Published in The News & Observer on February 16, 2011
Kathryn Porter Huestis
October 22, 1922 - February 10, 2011 Durham
Kathryn Porter Huestis, 88, beloved mother, grandmother, sister, and friend,
passed away on February 10, 2011, after suffering a stroke.
Kay was born October 22, 1922, in Port Angeles, Washington, the daughter
of Claude Albert Porter and Irene Kemp Porter.
After graduating as valedictorian from Roosevelt High School in 1939, she
attended the University of Washington for two years, until marriage to Charles B.
Huestis on March 1, 1942, and WWII interrupted her studies. During the war,
while Chuck was serving in the U.S. Army Signal Corps in Whitehorse in the
Yukon Territory and on Attu in the Aleutian Islands, Kay worked as a bank teller
in Seattle. After the war, Kay and Chuck moved to California, where his work
took them to El Cerrito, Novato, Fullerton, Alamo, Tucson (Arizona), and Palos
Verdes. In 1966, Chuck accepted a job as Vice President for Business and
Finance at Duke University, and they spent their remaining years in Durham.
When their daughter Robin enrolled at Duke in 1971, Kay joined her there and
finished her college education, earning a degree in music in 1975.
Notwithstanding the 30-year gap between her sophomore year at Washington
and her third year of college, she was Phi Beta Kappa and second in the class at
Duke.
Kay was a musician throughout her life: playing piano at church since age 12,
serving as church organist at several different churches in California, singing in
community groups and musical theater productions, playing folk guitar,
accompanying Duke voice students and faculty, performing across North
Carolina with violinist Dorothy Kitchen, teaching piano, and entertaining a
nursing home's Alzheimers patients by playing the piano for sing-alongs.
In addition to music, Kay had a passion for languages, studying French, German,
Italian, and Spanish. She was a life-long student; in addition to languages, her
studies ranged from voice, guitar, and computer to yoga, quilting, and
speed-reading. She and Chuck traveled extensively and had close friends
worldwide.
She participated in several bridge groups and loved hiking, biking, walking,
tennis, and dancing.
Kay was a great cook and enjoyed hosting parties, large holiday gatherings of
family and friends, and groups of Duke students. She became interested in
"health foods" long before it was fashionable and overhauled the family's diet
back in the 60's. She taught not only her children and grandchildren, but also a
series of Duke students, including football players, how to make homemade
bread, known affectionately to her family as "Nana bread."
Kay loved Duke basketball and her family has an abundance of sweaters that
she made while "knitting the team to victory" when the score got tight.

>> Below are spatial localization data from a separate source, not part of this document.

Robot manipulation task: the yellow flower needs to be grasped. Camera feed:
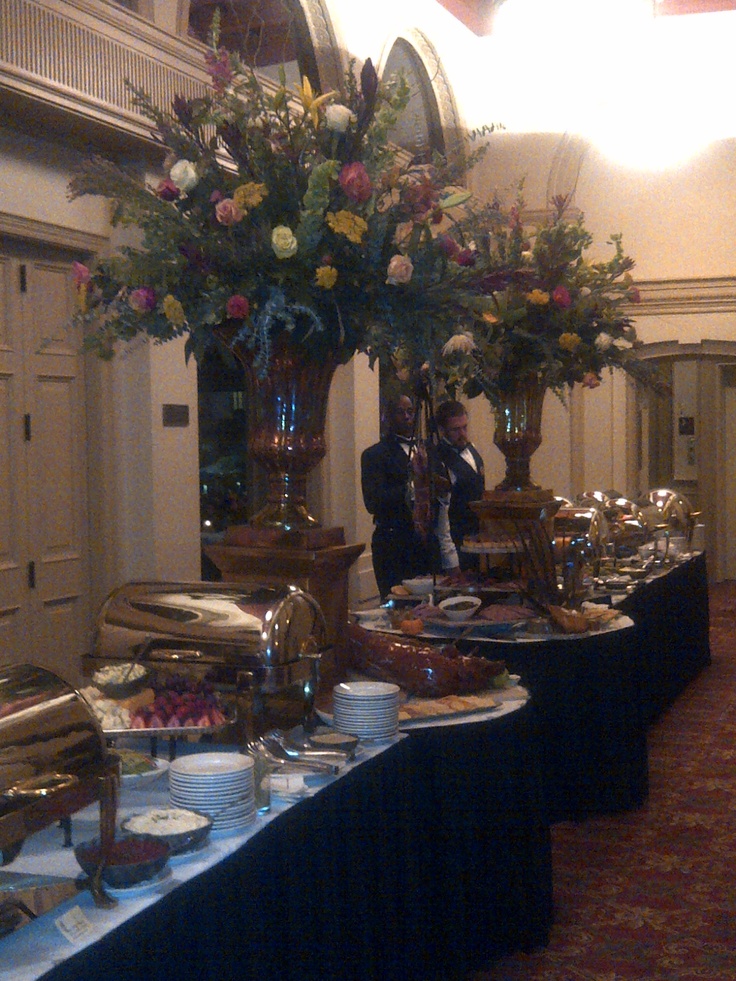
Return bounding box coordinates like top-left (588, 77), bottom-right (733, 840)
top-left (314, 266), bottom-right (337, 290)
top-left (163, 293), bottom-right (187, 327)
top-left (271, 225), bottom-right (299, 259)
top-left (325, 211), bottom-right (368, 245)
top-left (233, 181), bottom-right (268, 213)
top-left (557, 334), bottom-right (583, 354)
top-left (296, 75), bottom-right (335, 129)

She
attended her last game in Cameron Indoor Stadium with three of her
grandchildren just two days before her stroke.
Kay was a member of Los Concioneros in Southern California, many
Newcomers clubs, Allied Arts of Durham, the Friday Morning Music Study Club
in Durham, the Durham Music Teachers Association, the Durham Choral
Society, several bridge clubs and Hillyer Memorial Christian Church (Disciples of
Christ) in Raleigh.
She is survived by her sister, Phyllis A. Porter of Pismo Beach, California; by
three children: her son, Stephen Porter Huestis and his wife, Deidra Huestis, of
Albuquerque, New Mexico; her son, Jeffrey Charles Huestis of St. Louis,
Missouri; and her daughter, Robin Huestis Prak and her husband, Mark J. Prak,
of Raleigh; by five grandchildren: Juliana Marie Huestis of New York City;
George Maxwell Huestis of St. Louis; Suzanne Prak Bostwick and her husband,
Jay Bostwick, of Greenville, South Carolina; Mary Katherine Prak of Raleigh;
and Kelly Jean Prak of Memphis, Tennessee; and by her loving caregiver,
Shirley Hawkins.
She was preceded in death by her husband, Charles B. Huestis, and by her
brothers, Milton Porter and Alan Porter.
A memorial service and celebration of Kay's life will be held at 4:00 p.m. on
Saturday, February 26, 2011, at Hillyer Memorial Christian Church, 718
Hillsborough Street in Raleigh, with visitation to follow in the Fellowship Hall.
In lieu of flowers, the family asks that persons desiring to make donations in
Kay's honor consider Hillyer Memorial Christian Church, 718 Hillsborough
Street, Raleigh, NC 27603; the Durham Music Teachers Association Scholarship
Fund, 15 Streamview Court, Durham, NC 27713
(scholarship@durhammusicteachers.com); or the Alzheimer's Association , P.O.
Box 96011, Washington, DC 20090-6011 (www.alz.org).